When businesses finally open up their wallets, what technologies will get the flash of cash?
The severity of the downturn in the IT industry in 2001 took me by surprise. Technology investment levels kept a steady pace throughout 2000, and there seemed no reason to suspect 2001's downturn. That's why I admire those analysts prepared to take a punt on what will happen in the industry over the coming year, because projecting the future requires the analyst to nail their colours - and reputation - to the mast.
The brave soul who does this each year at IDC is John Gantz. He collates the information IDC gathers from its studies and then identifies the technologies and services most likely to be in demand in the next 12 months. Locally, IDC analysts adjust these predictions based on their own research.
While IDC is fairly bullish about prospects for the Australian IT market, CIOs still appear guarded about what they purchase. There is still a lot of uncertainty in many organisations and this will work against many big-ticket IT projects. Instead, IDC expects CIOs to spend on business continuity, security, storage solutions and Internet related activities. Certainly, from my discussions with CIOs I see a lot of interest in security related IT products and services; even before September 11 a session on the topic of IT security drew the highest audience to an InTEP session in New Zealand.
While dotcoms are now pretty much dot-gones, there is still a long way to go before most organisations exhaust the potential of the Internet. IDC pinpoints a number of technologies and services in this arena it believes will experience a compound annual growth rate (CAGR) of over 30 per cent between 2001 and 2005. These are: virtual private networks; Web hosting; voice over IP and ASP services.
Mobile solutions will also flourish. While the Internet may play a role in facilitating this, competition in the telecommunications marketplace and the increasing versatility of both the mobile phone and the PDA will also be a major influence. Furthermore, the changing patterns of work, (telecommuting), also lend themselves to creative mobile functionality.

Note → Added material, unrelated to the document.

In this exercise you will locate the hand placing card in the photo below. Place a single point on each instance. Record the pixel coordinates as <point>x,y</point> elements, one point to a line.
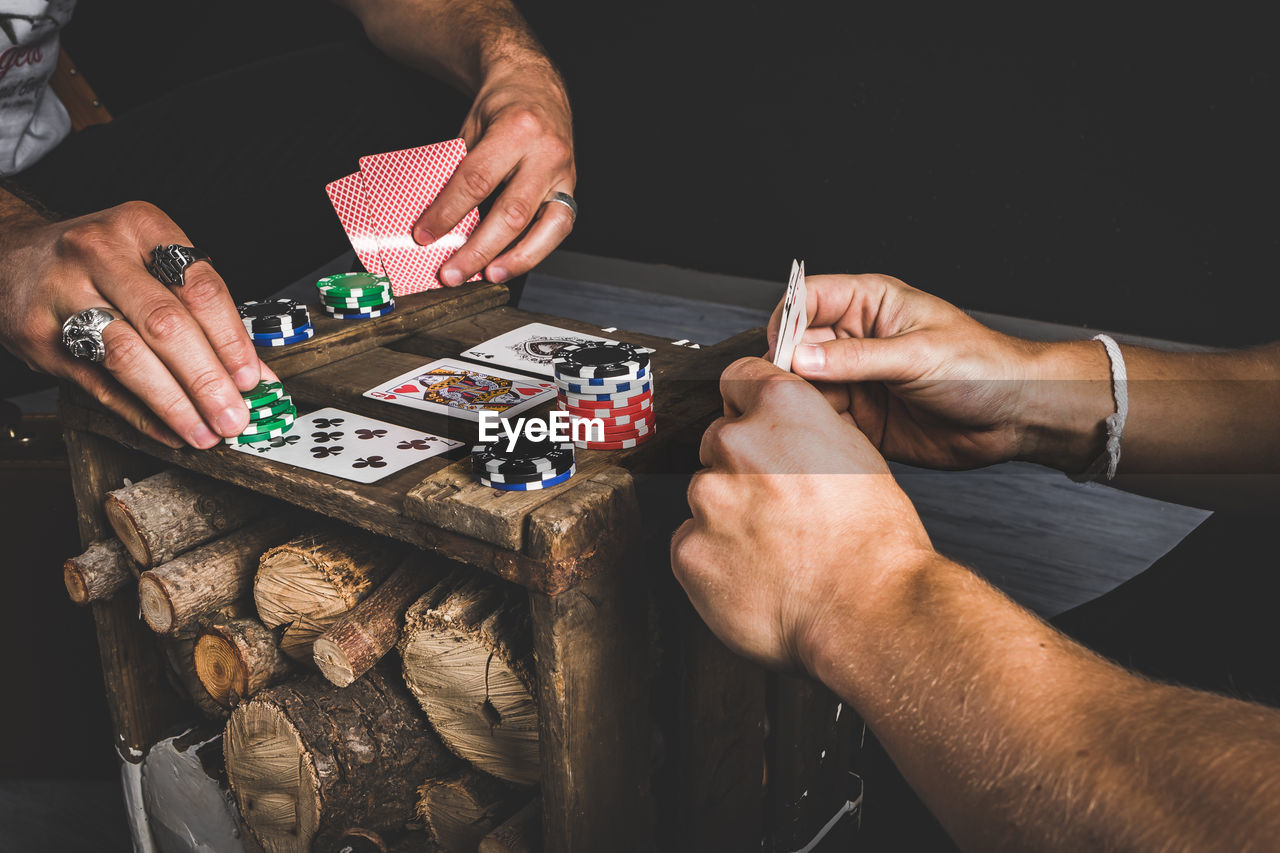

The final application IDC identifies is CRM, which has certainly had a patchy track record. Several InTEP CIOs have it under a watching brief but struggle for a substantial business case to support such a major investment in these uncertain times. Perhaps if the economy starts to settle down CRM may get a boost.

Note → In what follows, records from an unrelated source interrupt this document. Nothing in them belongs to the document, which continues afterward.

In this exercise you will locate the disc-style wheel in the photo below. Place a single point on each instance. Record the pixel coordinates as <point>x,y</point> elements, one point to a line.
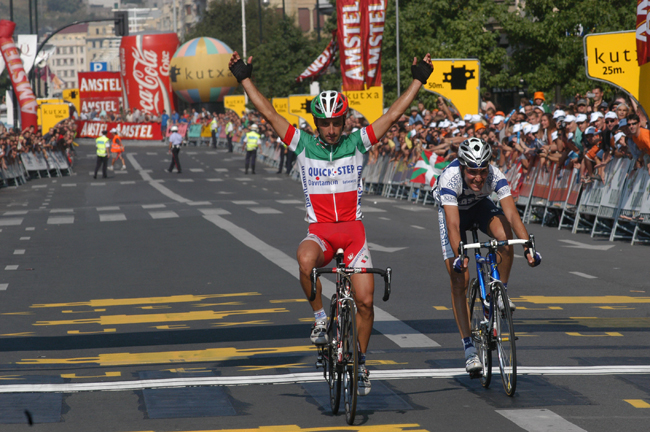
<point>333,370</point>
<point>479,336</point>
<point>351,360</point>
<point>505,339</point>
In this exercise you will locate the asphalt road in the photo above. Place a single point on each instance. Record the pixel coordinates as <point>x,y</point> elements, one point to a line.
<point>151,301</point>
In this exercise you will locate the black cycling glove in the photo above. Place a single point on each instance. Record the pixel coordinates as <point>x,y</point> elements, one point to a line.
<point>421,71</point>
<point>241,70</point>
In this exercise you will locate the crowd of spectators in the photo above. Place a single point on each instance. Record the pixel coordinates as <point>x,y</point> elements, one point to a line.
<point>13,142</point>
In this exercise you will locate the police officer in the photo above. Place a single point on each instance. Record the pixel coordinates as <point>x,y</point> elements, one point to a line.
<point>252,140</point>
<point>103,146</point>
<point>175,141</point>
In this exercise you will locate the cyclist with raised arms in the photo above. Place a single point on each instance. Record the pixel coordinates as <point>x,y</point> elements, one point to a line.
<point>462,192</point>
<point>330,167</point>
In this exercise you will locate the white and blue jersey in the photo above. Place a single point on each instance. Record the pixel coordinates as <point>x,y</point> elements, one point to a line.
<point>473,207</point>
<point>451,188</point>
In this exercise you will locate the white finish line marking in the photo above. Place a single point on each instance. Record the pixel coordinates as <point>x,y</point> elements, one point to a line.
<point>307,377</point>
<point>539,420</point>
<point>584,275</point>
<point>395,330</point>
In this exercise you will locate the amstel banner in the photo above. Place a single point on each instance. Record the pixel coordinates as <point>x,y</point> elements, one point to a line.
<point>127,131</point>
<point>360,33</point>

I believe that IT will be in a holding pattern for much of 2002. CIOs will get sign-off for technologies that afford cost savings such as storage area networks and thin-client computing; but the days of the reflex upgrade are long gone. I suspect this will impact the adoption of Windows XP and faster PCs. The good news for desktop vendors is that by year's end much of the kit bought for Y2K upgrades will be around three years old. A good deal of this will have been completely depreciated or out of lease. Therefore, we could see the freeing of new funds that could make 2003 the year when IT starts to become healthy again.